Visualizing the Model#
For visualization, we can plot our model specified model using the following code.
semopy.semplot(model, plot_covs = True, filename='data/cfa_plot.pdf')
Fitting an Alternative Model#
Next to evaluating our main model using model fit measures, we can also compare it to another model. In the initial model, the latent factors are assumend to covary. However, a model, in which the latent factors are set to be independent might provide a better fit. To specify such a model we need to set the covariances between the factors to be zero.
desc2 = '''visual =~ x1 + x2 + x3
text =~ x4 + x5 + x6
speed =~ x7 + x8 + x9
# Set covariance to zero
speed ~~ 0 * visual
speed ~~ 0 * text
text ~~ 0 * visual'''
# Fit the model
model2 = semopy.Model(desc2)
results2 = model2.fit(data)
# Print results
estimates2 = model2.inspect()
print(estimates2)
stats2 = semopy.calc_stats(model2)
print(stats2.T)
# Visualise the model
semopy.semplot(model2, filename='data/cfa_plot2.pdf')
lval op rval Estimate Std. Err z-value p-value
0 x1 ~ visual 1.000000 - - -
1 x2 ~ visual 0.777690 0.140577 5.532121 0.0
2 x3 ~ visual 1.106134 0.213713 5.175797 0.0
3 x4 ~ text 1.000000 - - -
4 x5 ~ text 1.132942 0.067026 16.903003 0.0
5 x6 ~ text 0.924249 0.056397 16.388161 0.0
6 x7 ~ speed 1.000000 - - -
7 x8 ~ speed 1.225004 0.189741 6.45619 0.0
8 x9 ~ speed 0.854879 0.121394 7.042191 0.0
9 speed ~~ visual 0.000000 - - -
10 speed ~~ text 0.000000 - - -
11 speed ~~ speed 0.436378 0.096596 4.517579 0.000006
12 text ~~ visual 0.000000 - - -
13 text ~~ text 0.968662 0.11212 8.639478 0.0
14 visual ~~ visual 0.524296 0.130307 4.023553 0.000057
15 x1 ~~ x1 0.834191 0.118174 7.059036 0.0
16 x2 ~~ x2 1.064637 0.104633 10.174933 0.0
17 x3 ~~ x3 0.633474 0.129037 4.909248 0.000001
18 x4 ~~ x4 0.381652 0.048902 7.804458 0.0
19 x5 ~~ x5 0.416184 0.059129 7.038589 0.0
20 x6 ~~ x6 0.368783 0.044073 8.367492 0.0
21 x7 ~~ x7 0.746228 0.086244 8.652507 0.0
22 x8 ~~ x8 0.366430 0.096487 3.7977 0.000146
23 x9 ~~ x9 0.695777 0.072202 9.636564 0.0
Value
DoF 27.000000
DoF Baseline 36.000000
chi2 153.527262
chi2 p-value 0.000000
chi2 Baseline 918.851637
CFI 0.856683
GFI 0.832914
AGFI 0.777219
NFI 0.832914
TLI 0.808911
RMSEA 0.124983
AIC 34.979885
BIC 101.707870
LogLik 0.510057
We can see that the covariances between the latent factors (e.g. speed ~~ visual) are now forced to be zero.
Compare models#
To see which of our models provides a better fit, we can compare them. For that, lets print the model fit measures for both models again.
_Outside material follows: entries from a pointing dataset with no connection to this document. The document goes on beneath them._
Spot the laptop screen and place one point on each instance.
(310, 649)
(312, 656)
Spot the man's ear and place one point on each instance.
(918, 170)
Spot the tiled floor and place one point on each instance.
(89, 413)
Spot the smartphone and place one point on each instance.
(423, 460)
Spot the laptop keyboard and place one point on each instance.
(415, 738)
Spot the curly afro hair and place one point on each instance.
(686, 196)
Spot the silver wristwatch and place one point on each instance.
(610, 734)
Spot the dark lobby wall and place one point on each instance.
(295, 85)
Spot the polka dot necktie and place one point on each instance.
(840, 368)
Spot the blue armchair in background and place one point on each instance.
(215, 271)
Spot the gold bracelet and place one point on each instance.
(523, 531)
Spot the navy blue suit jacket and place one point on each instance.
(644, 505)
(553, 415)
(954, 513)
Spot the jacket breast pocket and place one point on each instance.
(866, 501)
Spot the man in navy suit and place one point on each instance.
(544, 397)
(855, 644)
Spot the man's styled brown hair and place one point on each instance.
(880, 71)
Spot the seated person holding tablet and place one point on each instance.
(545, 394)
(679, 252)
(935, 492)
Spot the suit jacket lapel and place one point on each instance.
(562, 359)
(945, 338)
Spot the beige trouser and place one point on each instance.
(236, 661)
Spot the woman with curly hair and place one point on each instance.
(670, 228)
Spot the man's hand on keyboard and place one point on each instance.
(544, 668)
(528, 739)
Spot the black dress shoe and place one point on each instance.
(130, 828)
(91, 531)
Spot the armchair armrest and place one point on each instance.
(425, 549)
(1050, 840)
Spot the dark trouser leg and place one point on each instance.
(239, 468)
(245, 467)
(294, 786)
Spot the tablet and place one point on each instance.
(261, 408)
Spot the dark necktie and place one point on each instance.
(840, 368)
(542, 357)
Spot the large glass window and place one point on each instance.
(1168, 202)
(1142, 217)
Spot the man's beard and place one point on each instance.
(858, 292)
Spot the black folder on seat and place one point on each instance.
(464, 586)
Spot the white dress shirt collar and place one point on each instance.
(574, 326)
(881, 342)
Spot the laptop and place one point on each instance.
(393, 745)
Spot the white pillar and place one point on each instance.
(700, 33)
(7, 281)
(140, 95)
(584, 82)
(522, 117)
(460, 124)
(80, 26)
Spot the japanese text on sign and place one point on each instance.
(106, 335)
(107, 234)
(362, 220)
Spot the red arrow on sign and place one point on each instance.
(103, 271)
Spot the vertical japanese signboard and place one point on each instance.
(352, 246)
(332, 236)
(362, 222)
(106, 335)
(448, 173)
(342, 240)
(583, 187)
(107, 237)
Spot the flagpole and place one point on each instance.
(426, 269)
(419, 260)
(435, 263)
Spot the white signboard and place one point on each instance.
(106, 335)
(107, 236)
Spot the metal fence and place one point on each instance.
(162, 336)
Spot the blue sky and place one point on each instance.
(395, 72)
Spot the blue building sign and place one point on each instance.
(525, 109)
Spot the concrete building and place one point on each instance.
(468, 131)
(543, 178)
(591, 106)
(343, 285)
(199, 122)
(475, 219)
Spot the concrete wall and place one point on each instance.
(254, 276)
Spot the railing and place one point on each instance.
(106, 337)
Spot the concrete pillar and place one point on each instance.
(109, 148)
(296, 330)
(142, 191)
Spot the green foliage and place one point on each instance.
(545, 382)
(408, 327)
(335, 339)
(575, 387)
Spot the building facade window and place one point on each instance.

print(stats.T) # Model 1 (correlated latent factors)
print(stats2.T) # Model 2 (independent latent factors)
Value
DoF 2.400000e+01
DoF Baseline 3.600000e+01
chi2 8.530573e+01
chi2 p-value 8.501896e-09
chi2 Baseline 9.188516e+02
CFI 9.305594e-01
GFI 9.071605e-01
AGFI 8.607407e-01
NFI 9.071605e-01
TLI 8.958391e-01
RMSEA 9.227505e-02
AIC 4.143318e+01
BIC 1.192825e+02
LogLik 2.834077e-01
Value
DoF 27.000000
DoF Baseline 36.000000
chi2 153.527262
chi2 p-value 0.000000
chi2 Baseline 918.851637
CFI 0.856683
GFI 0.832914
AGFI 0.777219
NFI 0.832914
TLI 0.808911
RMSEA 0.124983
AIC 34.979885
BIC 101.707870
LogLik 0.510057
We can compare model fits by looking at their AIC and BIC. As stated above lower values indicate a better fit. Here, AIC and BIC both favor the simpler model which assumes indepence between the latent variables.